A core principle for Johan is investing in his own value chain. Where organic farming is about sustainability, the goal of biodynamic farming is self-sufficiency. This means taking a long-term view, diversifying around one focus area and doing what’s best for the environment. It can be expensive initially, but his lower yields were becoming more profitable and more resilient. As his vineyards settled into a natural rhythm they required less manipulation. Waste became an asset rather than a liability and the soil, which had become fertile and spongy, retained water much better than before. Less verdant vines meant lower transpiration and less labour. In fact his water usage had halved to the point where he barely felt the drought.
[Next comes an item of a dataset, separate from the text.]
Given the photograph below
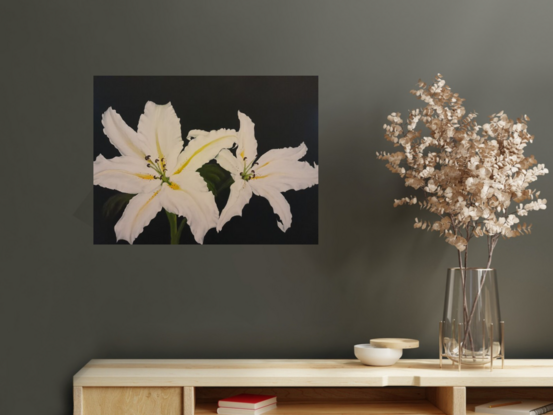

None of this means organic (or biodynamic) farming is a silver bullet. The farmer becomes an integral part of his enterprise. You can’t phone it in. But this is the aspect Johan enjoys most. He’s not just reading from a recipe provided by scientists in some faraway lab; he’s studying the book that’s open right in front of him.

Johan’s passion might seem eccentric or even whimsical, but like Rosa Kruger’s Old Vine Project (a portion of his vineyards are Old Vine certified) his uncompromising efforts have strengthened neglected roots of the industry where old age and bad habits had left it vulnerable. Johan’s work benefits even his most sceptical critics which makes it all the more worthwhile.